---
title: "Amazon Nova Sonic — one bidirectional stream that listens and speaks at the same time"
date: 2026-06-14
service: "Amazon Nova"
component: "Nova Sonic"
tags: [amazon-nova, nova-sonic, speech-to-speech, bidirectional-streaming, invoke-model-with-bidirectional-stream, lpcm, barge-in, voice-ai, asr, tool-use, rag, agentic, bedrock-runtime, http2, sigv4, real-time-voice]
source: https://docs.aws.amazon.com/nova/latest/userguide/speech.html
verified_on: 2026-06-14
url: https://vanemmerik.ai/aws-ai/2026-06-14.html
---

# AWS AI Daily · 2026-06-14

## Amazon Nova Sonic — speech in, speech out, over one open connection

Most voice stacks chain three boxes: speech-to-text, then an LLM, then text-to-speech. Every hop adds latency and throws away prosody — the model never hears *how* you said it. **Amazon Nova Sonic** collapses the chain into a single speech-to-speech foundation model on Amazon Bedrock. You open one persistent bidirectional stream, push raw microphone audio in as it's captured, and the model streams spoken audio back while you're still talking — understanding and generation in one model, one connection, no orchestration glue.

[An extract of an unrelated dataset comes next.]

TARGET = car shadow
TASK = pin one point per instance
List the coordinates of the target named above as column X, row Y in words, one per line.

    # The whole conversation runs over one call
    stream = await client.invoke_model_with_bidirectional_stream(
        InvokeModelWithBidirectionalStreamOperationInput(
            model_id="amazon.nova-sonic-v1:0"))

≈ 7 min read · Amazon Nova · Nova Sonic

## 01 · What it is, in one breath

Nova Sonic is a model that "provides real-time, conversational interactions through bidirectional audio streaming," processing and responding to "real-time speech as it occurs." The docs frame it as a **unified speech understanding and generation architecture** — the same model that hears the audio also produces the reply, rather than a transcribe-then-synthesize pipeline.

That unification buys things a pipeline can't. Because the model hears the audio directly, it offers **adaptive speech response that dynamically adjusts delivery based on the prosody of the input speech** — match the energy of an excited caller, slow down for a hesitant one. And it gives you **graceful handling of user interruptions without dropping conversational context**: the caller can talk over the model and the thread survives.

## 02 · The bidirectional contract

Nova Sonic uses the **`InvokeModelWithBidirectionalStream`** API. Unlike a request-response call, it "maintains an open channel for continuous audio streaming in both directions." The architecture is explicitly event-driven: client and model exchange **structured JSON events** over a persistent connection, with three things happening at once on the wire:

- continuous audio streaming from the user to the model,
- concurrent speech processing and generation, and
- real-time model responses without waiting for complete utterances.

The transport is HTTP/2 — the SDK examples default to it — authenticated with SigV4 against the `bedrock-runtime` endpoint. The bidirectional API is supported across the AWS SDKs for .NET, C++, Java, JavaScript, Kotlin, Ruby, Rust, and Swift; Python developers get a dedicated experimental SDK for the streaming calls.

## 03 · The event lifecycle, in order

Every conversation walks the same scripted sequence. Get the order wrong and the model loses state, so it's worth memorising:

1. **`sessionStart`** — carries the `inferenceConfiguration` (`maxTokens`, `topP`, `temperature`).
2. **`promptStart`** — defines the audio output format and tool config, and assigns a unique **`promptName`** that must appear on every subsequent event.
3. **`contentStart` → content → `contentEnd`** — a three-part pattern repeated for each interaction type, where `contentStart` declares the content type and a **role** of `SYSTEM`, `USER`, `ASSISTANT`, or `TOOL`, and carries its own unique `contentName`.
4. **`promptEnd`**, then **`sessionEnd`** to close.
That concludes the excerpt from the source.